Grounding is the mirror opposite of being untethered. As a woman who has finally allowed her "wild mind" to take part in daily life, grounding, at first, seems too slow, inactive, a silent dark place where imagination must go to die. I've spent the bulk of my adult life carefully tiptoeing around the corners of creative connection. Don't write that! I can't speak that! Good grief, I can't think that! I must be a good girl who only allows sanitized, picture-perfect sentences to grace the page.
To write with connection and authenticity, though, I've learned we must embrace a practice of grounding to claim the untethered wild mind. Establishing a regular practice of grounding, rooting our bodies into the center of the earth immerses us in a life-giving current of creativity and imagination we can't otherwise access.
My writer's tip for the day is a grounding visualization exercise. Find a quiet place to sit, preferably on the ground, either outside or on a pillow.
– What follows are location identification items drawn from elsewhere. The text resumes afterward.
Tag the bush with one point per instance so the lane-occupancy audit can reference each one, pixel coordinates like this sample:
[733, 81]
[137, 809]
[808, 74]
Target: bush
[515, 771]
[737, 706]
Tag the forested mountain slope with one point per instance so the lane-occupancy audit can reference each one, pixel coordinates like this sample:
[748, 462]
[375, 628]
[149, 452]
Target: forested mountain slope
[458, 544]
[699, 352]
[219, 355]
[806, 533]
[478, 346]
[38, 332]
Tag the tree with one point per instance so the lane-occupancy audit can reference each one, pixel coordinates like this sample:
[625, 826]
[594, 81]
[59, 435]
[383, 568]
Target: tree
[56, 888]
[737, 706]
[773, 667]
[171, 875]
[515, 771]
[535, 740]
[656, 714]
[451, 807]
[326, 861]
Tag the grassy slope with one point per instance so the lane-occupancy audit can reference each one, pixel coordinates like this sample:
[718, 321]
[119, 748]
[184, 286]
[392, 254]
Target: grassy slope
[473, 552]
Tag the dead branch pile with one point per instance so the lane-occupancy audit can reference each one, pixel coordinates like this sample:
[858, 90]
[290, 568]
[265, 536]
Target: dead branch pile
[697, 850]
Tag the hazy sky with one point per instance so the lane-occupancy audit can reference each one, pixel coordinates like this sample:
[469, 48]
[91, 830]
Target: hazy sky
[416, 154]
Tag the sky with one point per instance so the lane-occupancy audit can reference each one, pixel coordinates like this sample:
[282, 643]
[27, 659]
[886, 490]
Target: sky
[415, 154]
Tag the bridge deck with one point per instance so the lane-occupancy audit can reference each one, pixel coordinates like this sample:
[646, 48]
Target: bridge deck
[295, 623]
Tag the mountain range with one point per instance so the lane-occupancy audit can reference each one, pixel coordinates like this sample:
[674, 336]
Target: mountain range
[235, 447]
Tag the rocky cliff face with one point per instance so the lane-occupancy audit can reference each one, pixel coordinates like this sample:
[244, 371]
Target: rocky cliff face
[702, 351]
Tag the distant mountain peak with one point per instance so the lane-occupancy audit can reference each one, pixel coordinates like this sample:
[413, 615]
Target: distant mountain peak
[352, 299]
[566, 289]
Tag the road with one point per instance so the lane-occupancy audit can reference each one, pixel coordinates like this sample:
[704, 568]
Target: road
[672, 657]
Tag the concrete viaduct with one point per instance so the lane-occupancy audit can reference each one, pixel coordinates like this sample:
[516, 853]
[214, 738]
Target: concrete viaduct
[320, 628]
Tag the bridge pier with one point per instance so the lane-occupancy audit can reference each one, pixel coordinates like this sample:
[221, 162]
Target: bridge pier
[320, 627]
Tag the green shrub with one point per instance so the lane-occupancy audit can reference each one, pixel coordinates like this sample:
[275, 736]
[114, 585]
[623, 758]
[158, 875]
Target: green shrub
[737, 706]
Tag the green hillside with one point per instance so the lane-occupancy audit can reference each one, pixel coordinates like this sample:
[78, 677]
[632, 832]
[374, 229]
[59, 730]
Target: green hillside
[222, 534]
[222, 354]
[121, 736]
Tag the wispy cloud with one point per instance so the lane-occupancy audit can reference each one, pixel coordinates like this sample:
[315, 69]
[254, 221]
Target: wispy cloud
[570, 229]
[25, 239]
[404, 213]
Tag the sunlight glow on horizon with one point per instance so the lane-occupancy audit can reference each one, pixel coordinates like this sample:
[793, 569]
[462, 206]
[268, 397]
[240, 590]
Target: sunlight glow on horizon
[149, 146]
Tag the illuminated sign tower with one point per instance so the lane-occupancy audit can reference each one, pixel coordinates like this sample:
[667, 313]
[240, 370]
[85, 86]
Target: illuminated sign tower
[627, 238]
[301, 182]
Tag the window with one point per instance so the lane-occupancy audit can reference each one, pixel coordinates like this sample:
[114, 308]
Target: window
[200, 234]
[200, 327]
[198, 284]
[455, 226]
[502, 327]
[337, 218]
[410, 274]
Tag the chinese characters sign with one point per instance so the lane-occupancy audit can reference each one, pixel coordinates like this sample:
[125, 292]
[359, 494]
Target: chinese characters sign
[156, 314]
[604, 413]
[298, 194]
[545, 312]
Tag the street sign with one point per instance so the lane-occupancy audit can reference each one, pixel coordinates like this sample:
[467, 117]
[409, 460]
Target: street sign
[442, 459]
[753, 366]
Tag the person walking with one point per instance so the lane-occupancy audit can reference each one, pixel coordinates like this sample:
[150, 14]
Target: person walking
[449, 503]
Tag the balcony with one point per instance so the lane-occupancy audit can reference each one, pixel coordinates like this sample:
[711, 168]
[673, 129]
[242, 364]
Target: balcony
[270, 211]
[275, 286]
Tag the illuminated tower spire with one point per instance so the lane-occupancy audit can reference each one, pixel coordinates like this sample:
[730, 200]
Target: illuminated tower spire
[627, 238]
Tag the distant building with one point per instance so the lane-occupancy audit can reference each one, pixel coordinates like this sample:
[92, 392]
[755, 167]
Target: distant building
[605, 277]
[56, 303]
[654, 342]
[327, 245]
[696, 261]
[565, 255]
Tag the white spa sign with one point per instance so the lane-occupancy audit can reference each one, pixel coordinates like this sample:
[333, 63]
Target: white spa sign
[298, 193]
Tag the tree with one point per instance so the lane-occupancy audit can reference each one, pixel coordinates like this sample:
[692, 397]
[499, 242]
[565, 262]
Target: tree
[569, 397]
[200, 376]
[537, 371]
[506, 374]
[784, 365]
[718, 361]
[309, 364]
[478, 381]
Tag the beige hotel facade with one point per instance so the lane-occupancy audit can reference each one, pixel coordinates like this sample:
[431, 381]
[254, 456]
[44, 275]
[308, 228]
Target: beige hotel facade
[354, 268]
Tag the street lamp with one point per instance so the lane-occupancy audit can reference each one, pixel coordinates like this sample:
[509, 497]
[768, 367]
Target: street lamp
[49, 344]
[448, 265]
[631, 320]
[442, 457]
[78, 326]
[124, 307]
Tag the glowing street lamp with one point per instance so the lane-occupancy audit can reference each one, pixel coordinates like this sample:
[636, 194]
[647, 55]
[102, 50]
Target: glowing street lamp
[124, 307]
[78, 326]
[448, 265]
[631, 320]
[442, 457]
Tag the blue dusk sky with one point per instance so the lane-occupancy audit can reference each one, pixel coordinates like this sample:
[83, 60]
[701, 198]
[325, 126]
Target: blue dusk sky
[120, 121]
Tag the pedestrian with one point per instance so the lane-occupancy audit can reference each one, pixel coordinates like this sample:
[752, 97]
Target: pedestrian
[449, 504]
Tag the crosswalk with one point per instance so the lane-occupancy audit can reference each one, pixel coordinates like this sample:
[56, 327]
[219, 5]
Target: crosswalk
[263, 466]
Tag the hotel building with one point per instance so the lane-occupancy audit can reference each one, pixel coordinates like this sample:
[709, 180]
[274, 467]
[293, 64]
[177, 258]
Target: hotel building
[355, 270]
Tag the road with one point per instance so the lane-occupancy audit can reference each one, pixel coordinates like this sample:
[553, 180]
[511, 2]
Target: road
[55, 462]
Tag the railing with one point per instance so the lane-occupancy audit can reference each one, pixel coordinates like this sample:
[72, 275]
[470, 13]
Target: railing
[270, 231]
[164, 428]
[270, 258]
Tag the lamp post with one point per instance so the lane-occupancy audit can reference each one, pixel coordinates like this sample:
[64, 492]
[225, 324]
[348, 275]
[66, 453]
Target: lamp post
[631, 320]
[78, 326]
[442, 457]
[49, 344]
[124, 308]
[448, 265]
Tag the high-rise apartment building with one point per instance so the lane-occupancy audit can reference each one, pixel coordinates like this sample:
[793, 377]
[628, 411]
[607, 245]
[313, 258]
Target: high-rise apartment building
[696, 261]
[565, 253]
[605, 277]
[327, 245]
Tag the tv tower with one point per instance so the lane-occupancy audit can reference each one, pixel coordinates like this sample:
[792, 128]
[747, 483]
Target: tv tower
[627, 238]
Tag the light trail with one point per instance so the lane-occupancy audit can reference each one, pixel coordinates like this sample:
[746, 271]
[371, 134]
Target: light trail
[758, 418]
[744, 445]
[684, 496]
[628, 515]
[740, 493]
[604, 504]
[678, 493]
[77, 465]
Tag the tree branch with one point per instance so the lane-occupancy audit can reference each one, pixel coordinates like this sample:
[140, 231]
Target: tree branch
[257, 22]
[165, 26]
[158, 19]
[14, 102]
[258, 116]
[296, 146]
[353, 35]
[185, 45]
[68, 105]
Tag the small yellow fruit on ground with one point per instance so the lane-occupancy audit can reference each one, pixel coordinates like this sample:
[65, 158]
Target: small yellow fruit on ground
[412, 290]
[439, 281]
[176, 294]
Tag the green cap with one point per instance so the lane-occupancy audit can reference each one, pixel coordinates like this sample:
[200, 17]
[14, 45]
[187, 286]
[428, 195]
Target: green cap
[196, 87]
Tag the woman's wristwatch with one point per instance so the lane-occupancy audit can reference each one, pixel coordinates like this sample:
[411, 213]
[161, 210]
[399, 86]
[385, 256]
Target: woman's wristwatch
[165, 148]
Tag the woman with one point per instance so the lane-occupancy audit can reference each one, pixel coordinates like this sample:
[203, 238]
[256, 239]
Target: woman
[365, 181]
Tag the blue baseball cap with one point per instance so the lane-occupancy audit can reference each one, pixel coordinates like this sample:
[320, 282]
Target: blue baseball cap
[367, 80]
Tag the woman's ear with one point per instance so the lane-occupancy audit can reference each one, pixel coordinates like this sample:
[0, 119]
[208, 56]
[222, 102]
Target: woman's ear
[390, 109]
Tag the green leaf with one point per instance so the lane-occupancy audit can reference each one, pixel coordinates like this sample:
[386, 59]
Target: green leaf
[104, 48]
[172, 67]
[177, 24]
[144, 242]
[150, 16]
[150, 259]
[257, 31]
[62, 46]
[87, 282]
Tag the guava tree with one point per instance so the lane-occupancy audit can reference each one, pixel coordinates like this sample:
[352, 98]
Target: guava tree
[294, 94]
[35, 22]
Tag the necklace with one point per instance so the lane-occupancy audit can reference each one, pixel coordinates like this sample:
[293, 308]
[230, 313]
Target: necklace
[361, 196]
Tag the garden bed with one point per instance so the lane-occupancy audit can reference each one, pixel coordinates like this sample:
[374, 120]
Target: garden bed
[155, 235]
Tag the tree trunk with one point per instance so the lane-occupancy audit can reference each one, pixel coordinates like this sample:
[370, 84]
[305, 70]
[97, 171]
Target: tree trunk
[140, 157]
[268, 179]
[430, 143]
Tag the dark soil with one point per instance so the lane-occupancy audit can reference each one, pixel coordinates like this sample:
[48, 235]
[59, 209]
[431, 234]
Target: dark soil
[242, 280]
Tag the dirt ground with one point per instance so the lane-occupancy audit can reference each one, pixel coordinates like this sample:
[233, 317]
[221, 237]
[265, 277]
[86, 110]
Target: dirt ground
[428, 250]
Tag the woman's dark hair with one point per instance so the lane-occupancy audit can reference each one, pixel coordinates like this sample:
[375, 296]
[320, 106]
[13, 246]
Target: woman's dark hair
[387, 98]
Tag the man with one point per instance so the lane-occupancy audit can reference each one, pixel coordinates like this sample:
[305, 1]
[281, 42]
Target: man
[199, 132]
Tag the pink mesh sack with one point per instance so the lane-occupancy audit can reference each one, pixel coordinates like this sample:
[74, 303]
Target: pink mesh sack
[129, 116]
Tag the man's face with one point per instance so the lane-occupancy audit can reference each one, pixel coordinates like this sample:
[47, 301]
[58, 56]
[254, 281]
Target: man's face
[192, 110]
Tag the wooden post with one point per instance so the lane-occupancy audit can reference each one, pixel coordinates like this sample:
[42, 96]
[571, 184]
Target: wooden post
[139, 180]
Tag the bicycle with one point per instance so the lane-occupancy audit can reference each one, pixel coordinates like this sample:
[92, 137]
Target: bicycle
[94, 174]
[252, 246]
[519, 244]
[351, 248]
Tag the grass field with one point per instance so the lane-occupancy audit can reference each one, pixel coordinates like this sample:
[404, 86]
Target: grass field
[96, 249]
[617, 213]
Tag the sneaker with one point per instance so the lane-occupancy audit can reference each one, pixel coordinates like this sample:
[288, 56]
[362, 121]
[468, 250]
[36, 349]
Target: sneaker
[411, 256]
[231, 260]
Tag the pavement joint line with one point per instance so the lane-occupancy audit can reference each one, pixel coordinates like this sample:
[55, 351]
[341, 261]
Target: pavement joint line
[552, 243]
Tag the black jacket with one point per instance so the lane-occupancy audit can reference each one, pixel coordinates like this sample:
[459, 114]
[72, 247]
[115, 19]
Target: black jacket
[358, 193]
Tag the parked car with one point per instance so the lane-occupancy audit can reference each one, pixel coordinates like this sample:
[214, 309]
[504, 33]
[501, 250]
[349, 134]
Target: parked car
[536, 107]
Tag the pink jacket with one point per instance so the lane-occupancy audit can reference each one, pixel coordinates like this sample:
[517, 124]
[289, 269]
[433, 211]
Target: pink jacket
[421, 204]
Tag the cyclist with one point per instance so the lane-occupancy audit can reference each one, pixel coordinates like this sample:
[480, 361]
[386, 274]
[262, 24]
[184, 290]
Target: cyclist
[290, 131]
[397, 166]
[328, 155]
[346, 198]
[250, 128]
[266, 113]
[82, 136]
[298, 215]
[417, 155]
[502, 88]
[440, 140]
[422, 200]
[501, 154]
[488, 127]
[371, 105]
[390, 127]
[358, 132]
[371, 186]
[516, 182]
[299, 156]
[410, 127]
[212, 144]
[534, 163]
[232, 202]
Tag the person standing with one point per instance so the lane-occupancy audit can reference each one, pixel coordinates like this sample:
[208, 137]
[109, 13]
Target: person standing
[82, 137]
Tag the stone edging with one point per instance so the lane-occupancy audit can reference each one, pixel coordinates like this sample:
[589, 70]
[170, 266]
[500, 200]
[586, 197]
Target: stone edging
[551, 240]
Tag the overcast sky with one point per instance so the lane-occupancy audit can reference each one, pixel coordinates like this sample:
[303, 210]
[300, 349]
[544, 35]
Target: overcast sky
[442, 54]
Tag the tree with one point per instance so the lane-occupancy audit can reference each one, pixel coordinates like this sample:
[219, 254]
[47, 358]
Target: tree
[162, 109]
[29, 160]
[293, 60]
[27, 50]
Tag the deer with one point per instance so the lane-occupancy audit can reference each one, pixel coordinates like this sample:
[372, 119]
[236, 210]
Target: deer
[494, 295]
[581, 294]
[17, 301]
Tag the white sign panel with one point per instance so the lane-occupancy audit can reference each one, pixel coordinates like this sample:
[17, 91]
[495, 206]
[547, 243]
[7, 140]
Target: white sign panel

Close your eyes. Begin a long slow breathing practice of in through the nose, out through the mouth. As you engage with your breath, picture a grounding cord of thick, braided light that surrounds your hips and Sitz Bones at the base of your pelvis. Move this sacred light down through the earth's crust, all the way to the center of the earth, where your light sprouts glowing roots in the rich, fertile soil. Imagine this powerful connection anchoring you to the heart of nature, where you are now nurtured and protected by the earth mother.
Continue to breathe, bringing your mind and spirit back to this sacred connection. Settle into your stillness. Remove any doubts lingering in your body: I am not good enough, my voice is on mute, and I have nothing to say; my connection to the planet and my inner child is compromised. Take each of these thoughts and whatever other negative chatter arises and send them down through your grounding cord into the center of the planet, where they transform into light. Continue to breathe for two minutes, then start to write.